Reputation: 59
%timeit sortThis
Output: 15.1 ns ± 0.163 ns per loop (mean ± std. dev. of 7 runs, 100000000 loops each)
Tried this but it's not giving me the right output.
sortThis is a .py file with a simple function that sorts a list. I've timed it with a stopwatch and it's way more than what the command is returning.
Thank you for your help.
EDIT: This is for a homework assignment and I must use %timeit in the command line.
Upvotes: 5
Views: 5862
Reputation: 22544
In my IPython console (IPython 6.4.0 with Python 3.6.5, installed under Anaconda 5.2), this works.
%timeit %run sortThis
Be careful of several things. Use the %cd
magic command to make sure your current working directory is the one holding the sortThis
script. Either that, or include the path to the script in your command. Also, if the script prints anything, you could end up with hundreds or thousands of copies of the printing in your console before %timeit
shows its results.
When I had just the command print('Hello, world!')
in the sortThis
script, I got this result:
1.23 ms ± 5.97 µs per loop (mean ± std. dev. of 7 runs, 1000 loops each)
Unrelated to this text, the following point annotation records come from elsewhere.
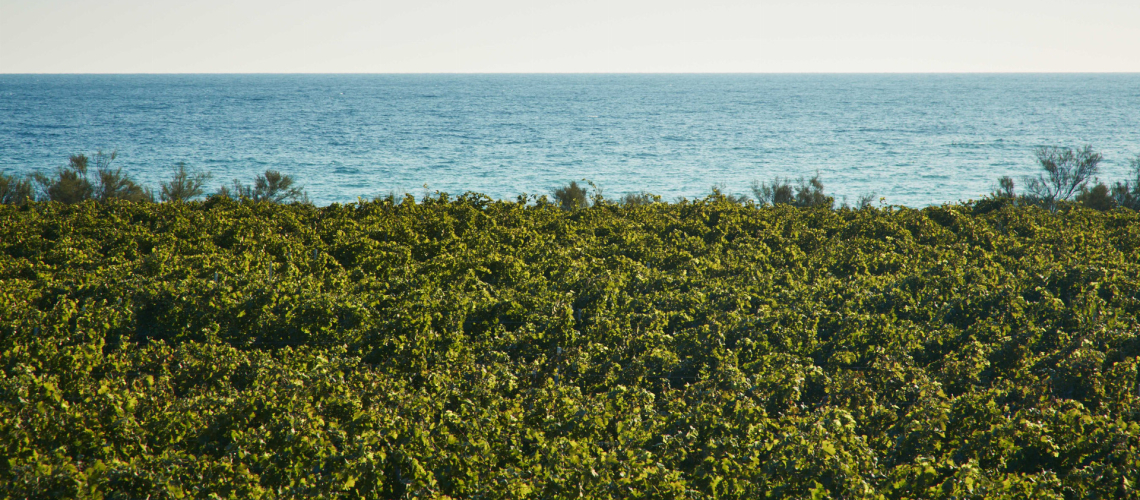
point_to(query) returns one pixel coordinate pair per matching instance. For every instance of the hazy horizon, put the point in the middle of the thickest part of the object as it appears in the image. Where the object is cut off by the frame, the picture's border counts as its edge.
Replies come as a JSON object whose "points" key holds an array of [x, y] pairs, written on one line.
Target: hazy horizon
{"points": [[588, 37]]}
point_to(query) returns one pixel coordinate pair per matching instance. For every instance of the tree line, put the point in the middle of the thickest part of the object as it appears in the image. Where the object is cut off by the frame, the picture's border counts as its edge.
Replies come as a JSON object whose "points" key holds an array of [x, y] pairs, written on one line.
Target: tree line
{"points": [[1067, 175]]}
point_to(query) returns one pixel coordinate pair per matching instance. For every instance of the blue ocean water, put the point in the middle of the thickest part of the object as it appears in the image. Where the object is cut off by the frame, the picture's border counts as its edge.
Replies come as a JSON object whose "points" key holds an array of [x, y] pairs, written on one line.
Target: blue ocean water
{"points": [[913, 139]]}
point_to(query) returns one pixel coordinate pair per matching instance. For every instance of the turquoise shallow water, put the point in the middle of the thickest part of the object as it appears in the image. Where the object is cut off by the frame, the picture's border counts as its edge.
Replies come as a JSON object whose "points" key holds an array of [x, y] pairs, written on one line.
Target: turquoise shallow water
{"points": [[913, 139]]}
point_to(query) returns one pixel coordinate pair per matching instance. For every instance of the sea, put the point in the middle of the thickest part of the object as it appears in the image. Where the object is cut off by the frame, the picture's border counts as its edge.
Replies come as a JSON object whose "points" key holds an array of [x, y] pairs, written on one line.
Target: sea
{"points": [[909, 139]]}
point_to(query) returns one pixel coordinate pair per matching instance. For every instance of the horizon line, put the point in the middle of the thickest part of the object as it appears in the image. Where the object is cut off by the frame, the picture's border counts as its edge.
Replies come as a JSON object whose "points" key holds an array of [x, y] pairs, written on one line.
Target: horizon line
{"points": [[584, 73]]}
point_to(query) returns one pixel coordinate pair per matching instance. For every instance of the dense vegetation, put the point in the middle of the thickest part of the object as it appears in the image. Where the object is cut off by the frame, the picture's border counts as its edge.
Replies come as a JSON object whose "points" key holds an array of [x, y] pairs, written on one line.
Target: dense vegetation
{"points": [[477, 349]]}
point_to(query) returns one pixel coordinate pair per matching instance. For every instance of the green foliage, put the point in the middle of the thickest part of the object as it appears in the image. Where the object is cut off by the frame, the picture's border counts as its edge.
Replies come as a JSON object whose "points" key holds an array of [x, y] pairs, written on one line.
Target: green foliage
{"points": [[185, 185], [465, 347], [273, 187], [15, 190]]}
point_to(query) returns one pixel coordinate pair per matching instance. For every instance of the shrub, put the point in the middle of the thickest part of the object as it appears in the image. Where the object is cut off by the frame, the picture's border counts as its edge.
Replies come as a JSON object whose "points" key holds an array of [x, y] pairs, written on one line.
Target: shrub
{"points": [[1066, 172], [15, 190], [571, 196], [1099, 197], [273, 187], [185, 185], [114, 185], [640, 198], [1128, 194], [1006, 188], [716, 194], [70, 183], [775, 193], [808, 193], [865, 201]]}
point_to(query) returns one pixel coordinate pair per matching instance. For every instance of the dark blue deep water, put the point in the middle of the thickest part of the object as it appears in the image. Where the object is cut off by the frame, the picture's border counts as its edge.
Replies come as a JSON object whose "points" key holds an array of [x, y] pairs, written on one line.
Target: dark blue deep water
{"points": [[913, 139]]}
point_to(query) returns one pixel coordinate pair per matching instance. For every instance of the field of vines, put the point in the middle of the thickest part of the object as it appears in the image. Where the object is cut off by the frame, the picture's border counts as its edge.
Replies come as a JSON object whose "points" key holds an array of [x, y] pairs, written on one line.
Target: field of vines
{"points": [[474, 349]]}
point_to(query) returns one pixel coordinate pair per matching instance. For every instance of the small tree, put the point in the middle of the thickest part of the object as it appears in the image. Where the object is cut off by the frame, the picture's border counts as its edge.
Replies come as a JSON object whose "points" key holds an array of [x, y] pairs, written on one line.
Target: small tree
{"points": [[185, 185], [1066, 172], [1099, 197], [776, 193], [781, 191], [1006, 188], [717, 194], [16, 190], [273, 187], [72, 183], [1128, 194], [640, 198], [68, 183], [811, 194], [571, 196]]}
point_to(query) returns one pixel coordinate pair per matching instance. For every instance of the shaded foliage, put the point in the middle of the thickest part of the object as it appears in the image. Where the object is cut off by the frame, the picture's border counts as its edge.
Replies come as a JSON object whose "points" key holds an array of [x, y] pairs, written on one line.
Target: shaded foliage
{"points": [[73, 183], [571, 196], [273, 187], [1126, 194], [16, 190], [806, 193], [184, 185], [1066, 172]]}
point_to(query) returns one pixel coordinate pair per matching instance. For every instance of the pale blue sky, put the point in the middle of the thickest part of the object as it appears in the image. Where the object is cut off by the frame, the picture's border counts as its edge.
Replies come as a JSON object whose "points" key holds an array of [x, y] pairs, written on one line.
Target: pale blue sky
{"points": [[567, 37]]}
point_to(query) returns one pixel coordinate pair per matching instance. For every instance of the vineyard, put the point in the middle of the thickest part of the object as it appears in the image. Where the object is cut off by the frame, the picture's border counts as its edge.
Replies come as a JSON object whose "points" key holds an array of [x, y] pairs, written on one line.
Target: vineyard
{"points": [[469, 347]]}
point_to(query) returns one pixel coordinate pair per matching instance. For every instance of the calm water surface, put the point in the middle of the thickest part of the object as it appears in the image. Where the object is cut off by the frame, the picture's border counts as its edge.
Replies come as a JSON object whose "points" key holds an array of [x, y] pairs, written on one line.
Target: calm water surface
{"points": [[913, 139]]}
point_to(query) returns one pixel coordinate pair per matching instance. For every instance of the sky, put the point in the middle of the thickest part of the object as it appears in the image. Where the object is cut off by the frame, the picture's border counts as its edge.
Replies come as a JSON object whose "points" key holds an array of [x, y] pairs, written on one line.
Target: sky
{"points": [[568, 37]]}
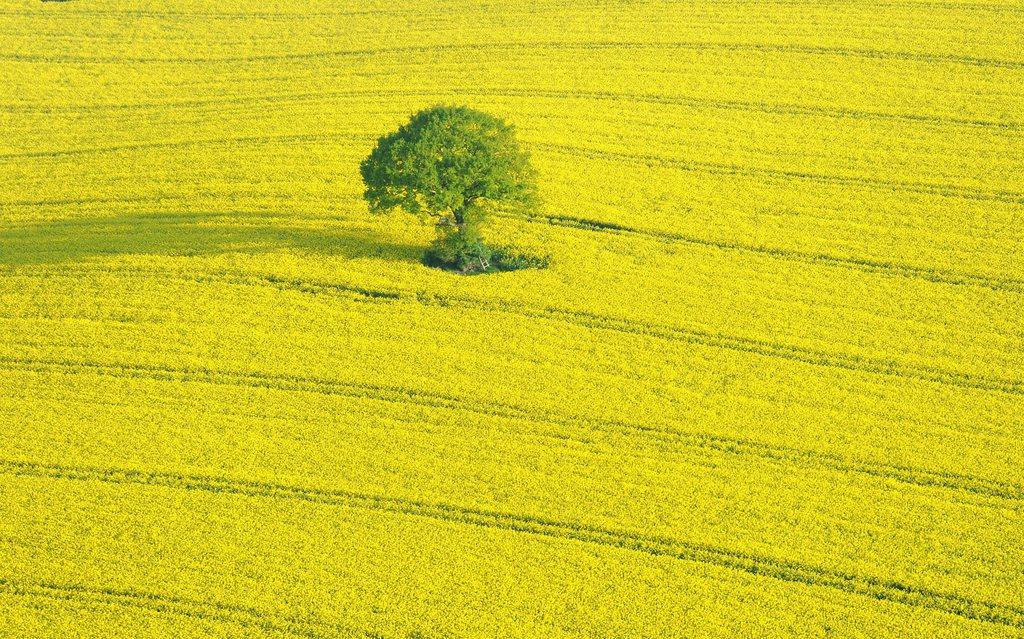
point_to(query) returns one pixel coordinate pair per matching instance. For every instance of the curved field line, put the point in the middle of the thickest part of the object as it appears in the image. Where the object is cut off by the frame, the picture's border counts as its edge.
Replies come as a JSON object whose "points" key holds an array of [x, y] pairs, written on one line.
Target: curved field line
{"points": [[692, 336], [965, 6], [929, 188], [722, 104], [913, 56], [856, 364], [218, 141], [895, 269], [667, 436], [168, 604], [791, 571]]}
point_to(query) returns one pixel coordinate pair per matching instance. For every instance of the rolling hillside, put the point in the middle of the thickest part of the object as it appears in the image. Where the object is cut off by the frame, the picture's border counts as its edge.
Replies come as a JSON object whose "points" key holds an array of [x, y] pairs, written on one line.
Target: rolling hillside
{"points": [[771, 384]]}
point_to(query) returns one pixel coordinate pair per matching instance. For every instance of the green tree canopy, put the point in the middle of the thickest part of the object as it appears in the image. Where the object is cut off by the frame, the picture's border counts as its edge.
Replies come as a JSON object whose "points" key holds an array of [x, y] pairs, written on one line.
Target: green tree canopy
{"points": [[452, 165]]}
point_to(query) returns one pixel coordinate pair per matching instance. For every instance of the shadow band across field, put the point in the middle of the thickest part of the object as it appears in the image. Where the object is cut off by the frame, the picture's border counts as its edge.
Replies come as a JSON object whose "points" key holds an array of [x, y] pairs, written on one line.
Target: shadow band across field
{"points": [[792, 571], [73, 240], [250, 619], [666, 436]]}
I'm pretty sure that the first load of the script caused Python saved the compiled version to a .pyc
file and and that file was in my computer's cache. So the stated time averaged all that over many executions, resulting in a small time interval. So don't expect %timeit
to time your first execution of the script--just the average over many consecutive executions.
Upvotes: 6
Reputation: 60994
Define an entry point for your script, a function into which you move all of the stuff that was at the top-level of the script. If your old script is
import someStuff
def doStuff(y):
return someStuff.stuff(y)
x = 100
print(doStuff(x))
Then your new script would be
import someStuff
def doStuff(y):
return someStuff.stuff(y)
def main():
x = 100
print(doStuff(x))
if __name__ == '__main__':
main()
if __name__ == '__main__'
makes the script still runnable directly.